Oligodendrocyte progenitors in the embryonic spinal cord express DM‐20

Abstract

Oligodendrocyte progenitors, originating in the ventral ventricular zone of the embryonic rodent spinal cord, migrate and differentiate into the oligodendrocytes myelinating the future white matter. Transcripts for the dm-20 isoform of the proteolipid protein (plp) gene are detectable initially in cells of the ventral ventricular region of the embryonic central canal and subsequently throughout the white matter. The dm-20+ cells are present several days before oligodendrocytes or myelin sheaths are detectable. The purpose of the present study was to determine if DM-20 protein is present and whether DM-20+ cells can be linked to the oligodendrocyte lineage in the mouse spinal cord. Expression of plp and dm-20 transcripts and product was monitored using reverse transcription polymerase chain reaction (RT-PCR), and in situ hybridization and immunostaining of cryosections and associated cultures. Cell identification was performed using antigenic markers characterizing different stages of oligodendrocyte differentiation.
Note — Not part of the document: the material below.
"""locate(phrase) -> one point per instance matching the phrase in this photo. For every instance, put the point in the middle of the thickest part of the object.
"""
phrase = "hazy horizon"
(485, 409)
We show a temporal and spatial progression of cells expressing dm-20 transcripts and product from the ventral ventricular zone at embryonic day 13 (E13.0), via the lateral borders of the floor plate to the ventral pia and white matter. The cells, initially devoid of myelin basic protein (MBP) and PLP, co-express these myelin proteins at approximately E16.5/17.0. Some DM-20+ cells co-label with definitive markers of the early oligodendrocyte lineage, are capable of mitosis and subsequently differentiate into oligodendrocytes. Other DM-20+ cells may represent earlier precursor cells. The expression of DM-20 in oligodendrocyte progenitors is consistent with a postulated role in glial cell development.